L’approche Maïmonidienne

Ce problème n’est pas nouveau, même s’il s’est posé sous des formes différentes à chaque époque, non sans créer tensions et heurts au sein même du monde rabbinique.

De mon point de vue, c’est le grand Maimonide qui s’y confronta le plus, nous traçant ainsi la voie à suivre. Maimonide, comme beaucoup d’autres penseurs juifs de son époque, était un fervent admirateur des philosophes de la Grèce antique.
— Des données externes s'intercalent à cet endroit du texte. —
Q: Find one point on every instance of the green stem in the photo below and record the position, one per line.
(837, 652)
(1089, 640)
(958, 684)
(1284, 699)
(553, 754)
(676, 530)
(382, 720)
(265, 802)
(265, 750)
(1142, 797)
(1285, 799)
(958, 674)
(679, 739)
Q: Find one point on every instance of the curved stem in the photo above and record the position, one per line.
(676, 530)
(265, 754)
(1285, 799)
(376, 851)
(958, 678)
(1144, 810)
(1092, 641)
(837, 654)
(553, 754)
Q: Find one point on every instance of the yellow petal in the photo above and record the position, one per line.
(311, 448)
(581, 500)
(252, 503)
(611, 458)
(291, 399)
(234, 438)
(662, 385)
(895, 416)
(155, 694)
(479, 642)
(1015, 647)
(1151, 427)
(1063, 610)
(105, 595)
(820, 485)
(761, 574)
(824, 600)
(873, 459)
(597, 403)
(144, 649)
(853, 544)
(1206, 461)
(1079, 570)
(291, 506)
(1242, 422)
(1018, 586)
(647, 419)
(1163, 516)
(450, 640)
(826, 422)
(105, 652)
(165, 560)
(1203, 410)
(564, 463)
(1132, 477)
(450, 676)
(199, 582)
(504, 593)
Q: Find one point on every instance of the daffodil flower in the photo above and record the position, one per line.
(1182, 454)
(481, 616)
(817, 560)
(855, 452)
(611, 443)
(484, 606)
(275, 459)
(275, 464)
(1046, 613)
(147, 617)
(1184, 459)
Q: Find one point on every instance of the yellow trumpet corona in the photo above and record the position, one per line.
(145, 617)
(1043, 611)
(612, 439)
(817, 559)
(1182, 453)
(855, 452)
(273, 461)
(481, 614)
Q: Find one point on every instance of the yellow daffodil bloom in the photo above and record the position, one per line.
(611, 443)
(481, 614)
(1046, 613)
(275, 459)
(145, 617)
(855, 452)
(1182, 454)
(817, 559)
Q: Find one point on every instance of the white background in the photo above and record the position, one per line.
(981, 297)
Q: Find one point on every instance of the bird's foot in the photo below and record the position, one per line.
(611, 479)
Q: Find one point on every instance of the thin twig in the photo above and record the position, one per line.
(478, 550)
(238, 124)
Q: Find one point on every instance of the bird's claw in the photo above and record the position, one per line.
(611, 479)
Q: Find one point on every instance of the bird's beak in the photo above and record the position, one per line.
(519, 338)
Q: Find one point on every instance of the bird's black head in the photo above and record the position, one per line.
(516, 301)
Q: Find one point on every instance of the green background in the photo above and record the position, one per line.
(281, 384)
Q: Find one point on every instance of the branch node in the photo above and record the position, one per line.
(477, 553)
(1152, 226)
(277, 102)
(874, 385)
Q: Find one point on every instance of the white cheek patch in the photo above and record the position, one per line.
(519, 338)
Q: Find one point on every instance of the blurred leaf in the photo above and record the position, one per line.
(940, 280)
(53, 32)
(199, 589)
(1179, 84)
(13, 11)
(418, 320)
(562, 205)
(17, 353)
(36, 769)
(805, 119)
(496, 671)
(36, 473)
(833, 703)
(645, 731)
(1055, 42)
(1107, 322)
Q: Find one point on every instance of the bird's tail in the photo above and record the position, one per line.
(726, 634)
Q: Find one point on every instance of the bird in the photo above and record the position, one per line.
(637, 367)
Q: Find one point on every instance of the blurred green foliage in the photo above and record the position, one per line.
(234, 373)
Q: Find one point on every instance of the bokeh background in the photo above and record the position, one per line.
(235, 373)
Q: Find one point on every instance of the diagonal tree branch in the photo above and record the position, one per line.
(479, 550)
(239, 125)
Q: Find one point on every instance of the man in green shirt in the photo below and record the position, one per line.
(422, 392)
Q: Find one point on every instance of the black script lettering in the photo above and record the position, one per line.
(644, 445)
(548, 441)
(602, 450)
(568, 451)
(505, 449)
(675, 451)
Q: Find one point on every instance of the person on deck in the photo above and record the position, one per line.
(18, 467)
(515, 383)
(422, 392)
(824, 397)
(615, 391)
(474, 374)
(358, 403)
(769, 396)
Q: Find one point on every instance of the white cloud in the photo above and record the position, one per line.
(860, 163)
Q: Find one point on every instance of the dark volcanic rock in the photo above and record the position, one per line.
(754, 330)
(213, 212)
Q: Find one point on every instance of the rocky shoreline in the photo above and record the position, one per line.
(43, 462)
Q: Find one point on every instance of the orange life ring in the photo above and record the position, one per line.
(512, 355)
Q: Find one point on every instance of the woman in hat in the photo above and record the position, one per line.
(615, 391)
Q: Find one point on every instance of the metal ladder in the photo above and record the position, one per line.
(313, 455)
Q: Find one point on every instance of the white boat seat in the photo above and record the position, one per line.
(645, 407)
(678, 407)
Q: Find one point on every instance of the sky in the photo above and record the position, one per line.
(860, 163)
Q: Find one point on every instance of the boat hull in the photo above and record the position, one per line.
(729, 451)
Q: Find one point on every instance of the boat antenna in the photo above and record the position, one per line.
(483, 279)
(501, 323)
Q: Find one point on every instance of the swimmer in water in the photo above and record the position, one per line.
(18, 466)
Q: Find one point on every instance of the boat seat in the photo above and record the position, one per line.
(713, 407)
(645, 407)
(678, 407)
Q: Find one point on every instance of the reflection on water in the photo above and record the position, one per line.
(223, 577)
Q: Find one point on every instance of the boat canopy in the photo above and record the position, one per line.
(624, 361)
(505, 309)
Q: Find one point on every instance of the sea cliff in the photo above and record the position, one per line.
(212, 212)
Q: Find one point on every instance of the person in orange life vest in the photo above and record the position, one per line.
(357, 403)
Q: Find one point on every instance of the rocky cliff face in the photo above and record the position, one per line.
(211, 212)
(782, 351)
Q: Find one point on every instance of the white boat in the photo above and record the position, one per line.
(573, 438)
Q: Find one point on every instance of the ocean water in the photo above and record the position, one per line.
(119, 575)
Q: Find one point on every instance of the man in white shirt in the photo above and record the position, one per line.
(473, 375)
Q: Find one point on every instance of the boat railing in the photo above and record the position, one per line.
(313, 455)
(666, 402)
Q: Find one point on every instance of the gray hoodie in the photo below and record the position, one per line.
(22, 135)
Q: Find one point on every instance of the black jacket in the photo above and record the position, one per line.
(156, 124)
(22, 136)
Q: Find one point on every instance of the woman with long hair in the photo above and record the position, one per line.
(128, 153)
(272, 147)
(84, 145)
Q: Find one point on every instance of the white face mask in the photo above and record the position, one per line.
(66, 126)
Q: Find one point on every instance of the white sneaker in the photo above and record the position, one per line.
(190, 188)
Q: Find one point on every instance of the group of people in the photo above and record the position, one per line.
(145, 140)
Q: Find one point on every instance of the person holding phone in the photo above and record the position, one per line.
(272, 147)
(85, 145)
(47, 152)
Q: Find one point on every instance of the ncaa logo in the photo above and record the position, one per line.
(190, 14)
Comme eux, il défendra une vision rationaliste et cherchera à la concilier avec la Torah.

À travers ce qu’a écrit Maimonide, nous répondrons à une question importante :

Quelle est la conduite à adopter si une de ces idées semble contredire le texte de la Torah ?

Je vous propose de répondre à cette question à travers un court texte tiré du Guide des égarés.

Dans ce texte, le Rambam se confronte avec l’avis des philosophes grecs, selon lesquels le monde a toujours existé. À l’époque de Maimonide, il s’agissait d’un des plus grands débats théologiques : le monde est-il éternel ou a-t-il un début et une fin ? Rambam va rejeter l’avis grec. A priori, rien d’étonnant : n’est-il pas écrit explicitement au tout début de la Torah que le monde fut créé ? Comment pourrait-il être éternel ? Pourtant, ce n’est pas du tout ce qu’écrit Maimonide, dans son guide :

« Sache que si nous avons réfuté l’idée que le monde puisse être éternel, ce n’est pas à cause de ce qui est écrit dans la Torah. Car il y a moins de versets qui parlent de la création du monde que de versets qui parlent de la corporalité de Dieu. Les portes de l’interprétation ne nous sont pas fermées et nous aurions pu réinterpréter ces versets, comme nous l’avons fait pour ceux qui parlent de la corporalité de Dieu. Il serait même bien plus simple de réinterpréter les versets sur la création du monde que de réinterpréter ceux qui parlent du corps de Dieu, ce que nous avons fait. »1

Rambam l’affirme, s’il rejette cette idée ce n’est pas à cause de ce qui semble être écrit noir sur blanc dans la Torah ! Pour lui, la Torah ne peut rejeter une vérité scientifique ou philosophique et si telle est le cas, c’est que celle-ci a été mal interprétée.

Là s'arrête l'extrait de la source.